The government has stepped up planning for a ‘no deal’ Brexit. Part of its preparations includes publishing guidance explaining the rights of UK nationals in the EU if the UK leaves without an agreement.
This ‘no deal’ guidance states that in a ‘no deal’ scenario:
- State pensions will continue to be paid to UK nationals living in the EU.
- However the government refuses to guarantee that it will continue to uprate state pensions after 2020. The government says it would like to continue uprating pensions in the long-term but will not commit to doing so until EU governments agree to reciprocal arrangements.
- UK-based firms “should have made plans to make sure you can still get payments from your annuity or personal pension” and they will contact customers if they need to make any changes.
The ‘no deal’ guidance does not cover occupational pensions but there is no suggestion that there will be any difficulty for these schemes to pay pensions to members wherever they retire to.

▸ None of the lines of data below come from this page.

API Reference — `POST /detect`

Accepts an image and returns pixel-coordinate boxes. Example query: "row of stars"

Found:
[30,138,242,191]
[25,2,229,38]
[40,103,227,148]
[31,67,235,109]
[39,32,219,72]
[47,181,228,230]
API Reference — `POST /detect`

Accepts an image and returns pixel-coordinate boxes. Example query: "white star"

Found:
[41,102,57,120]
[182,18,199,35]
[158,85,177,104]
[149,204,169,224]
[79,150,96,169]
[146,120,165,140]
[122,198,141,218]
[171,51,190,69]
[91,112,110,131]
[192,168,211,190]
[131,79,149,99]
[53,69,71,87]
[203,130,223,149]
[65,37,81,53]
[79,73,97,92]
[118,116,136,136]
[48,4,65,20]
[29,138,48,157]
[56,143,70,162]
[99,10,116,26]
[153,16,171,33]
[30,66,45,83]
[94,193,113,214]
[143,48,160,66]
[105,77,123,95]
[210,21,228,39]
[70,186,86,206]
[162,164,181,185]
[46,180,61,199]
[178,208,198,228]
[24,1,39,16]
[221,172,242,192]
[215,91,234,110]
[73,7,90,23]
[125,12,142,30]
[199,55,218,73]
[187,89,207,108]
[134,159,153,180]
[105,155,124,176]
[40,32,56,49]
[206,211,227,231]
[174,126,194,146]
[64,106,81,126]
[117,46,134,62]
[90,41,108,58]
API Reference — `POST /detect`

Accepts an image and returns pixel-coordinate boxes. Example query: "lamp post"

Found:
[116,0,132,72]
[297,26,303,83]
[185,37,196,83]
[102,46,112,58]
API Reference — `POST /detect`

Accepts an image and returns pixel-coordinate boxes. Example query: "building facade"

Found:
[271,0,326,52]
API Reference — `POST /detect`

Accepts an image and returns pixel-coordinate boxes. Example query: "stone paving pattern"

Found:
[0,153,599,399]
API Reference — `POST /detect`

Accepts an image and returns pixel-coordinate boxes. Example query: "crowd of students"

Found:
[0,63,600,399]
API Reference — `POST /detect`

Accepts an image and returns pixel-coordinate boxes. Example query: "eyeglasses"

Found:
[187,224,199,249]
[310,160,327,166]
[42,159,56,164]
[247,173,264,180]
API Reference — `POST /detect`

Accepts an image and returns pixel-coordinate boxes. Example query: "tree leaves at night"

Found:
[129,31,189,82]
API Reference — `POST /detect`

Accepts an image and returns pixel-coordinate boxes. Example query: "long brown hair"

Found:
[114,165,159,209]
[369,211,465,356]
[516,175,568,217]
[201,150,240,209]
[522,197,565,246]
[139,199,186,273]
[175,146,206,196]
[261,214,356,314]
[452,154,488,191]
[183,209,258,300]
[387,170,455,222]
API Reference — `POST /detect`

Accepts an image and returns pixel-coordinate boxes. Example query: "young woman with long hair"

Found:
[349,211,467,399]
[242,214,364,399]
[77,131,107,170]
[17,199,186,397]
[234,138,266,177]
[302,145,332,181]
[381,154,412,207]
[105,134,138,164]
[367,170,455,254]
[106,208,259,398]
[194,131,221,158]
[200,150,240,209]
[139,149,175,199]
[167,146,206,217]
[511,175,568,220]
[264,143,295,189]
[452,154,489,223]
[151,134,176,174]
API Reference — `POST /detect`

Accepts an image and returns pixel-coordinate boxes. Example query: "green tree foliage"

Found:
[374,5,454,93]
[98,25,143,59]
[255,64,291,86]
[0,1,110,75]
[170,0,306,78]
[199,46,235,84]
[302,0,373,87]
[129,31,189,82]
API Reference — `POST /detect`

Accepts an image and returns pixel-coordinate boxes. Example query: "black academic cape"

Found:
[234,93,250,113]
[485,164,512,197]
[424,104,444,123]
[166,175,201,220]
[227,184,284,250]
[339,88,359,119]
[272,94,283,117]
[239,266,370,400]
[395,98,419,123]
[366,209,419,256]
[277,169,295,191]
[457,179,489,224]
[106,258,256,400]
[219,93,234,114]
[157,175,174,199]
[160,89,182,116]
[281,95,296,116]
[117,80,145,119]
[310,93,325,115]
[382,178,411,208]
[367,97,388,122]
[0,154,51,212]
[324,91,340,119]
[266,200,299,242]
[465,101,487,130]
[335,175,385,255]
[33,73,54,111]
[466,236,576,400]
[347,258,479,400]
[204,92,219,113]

It is unfortunate that, instead of giving UK nationals living in the EU the reassurance they need, the government has decided to use them as a bargaining chip instead.
Clearly a ‘no deal’ Brexit is a contingency that is being planned for but government policy is to leave with an agreement.
Under Article 31 of the withdrawal agreement the UK and EU have committed to continuing social security coordination arrangements. This includes:
- Uprating of state pensions.
- Counting contributions in other countries against minimum eligibility criteria.
The withdrawal agreement only covers UK nationals living in the EU at the date of withdrawal but the intention is to negotiate similar protection for people moving between the UK and EU after the withdrawal date.